The oropharyngeal airway (OPA) is a rigid curved device inserted into the mouth to prevent the tongue from occluding the airway in unconscious patients. It is a simple but essential adjunct in airway management, particularly useful during bag-valve-mask (BVM) ventilation and as a bridge to more advanced airway techniques.
Indications
Unconscious patients without a gag reflex.
Patients receiving BVM ventilation during resuscitation.
Temporary airway support prior to intubation.
Contraindications
Conscious or semi-conscious patients (may provoke gagging or vomiting).
Presence of a gag reflex.
Significant oral trauma or anatomical disruption.
Sizing and Preparation
Size: Measure from the corner of the mouth to the angle of the jaw or earlobe.
Too short: May not relieve obstruction effectively.
Too long: May push the epiglottis into the airway and worsen obstruction.
Insertion Technique
Ensure the patient is unresponsive with no gag reflex.
Open the mouth using the crossed-finger technique.
Insert the OPA upside down (curve pointing toward the roof of the mouth).
Advance gently until resistance is met, then rotate 180° into position.
Alternatively, use a tongue depressor and insert directly without rotation.
Confirmation of Placement
Unobstructed chest rise with ventilations.
No signs of gagging or resistance.
Clear breath sounds during assisted ventilation.
Potential Complications
Gagging and vomiting: Avoid by ensuring the patient lacks a gag reflex.
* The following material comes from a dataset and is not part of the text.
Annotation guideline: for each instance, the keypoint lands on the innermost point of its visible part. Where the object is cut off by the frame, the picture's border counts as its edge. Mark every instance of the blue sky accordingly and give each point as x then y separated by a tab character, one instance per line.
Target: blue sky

Airway trauma: Use gentle technique and correct sizing.
Improper placement: May worsen obstruction if sized or inserted incorrectly.
Key Considerations
Always monitor for signs of airway compromise or intolerance.
Be prepared to switch to an NPA or advanced airway if OPA is ineffective or contraindicated.
OPAs are a temporary solution—plan for definitive airway management if needed.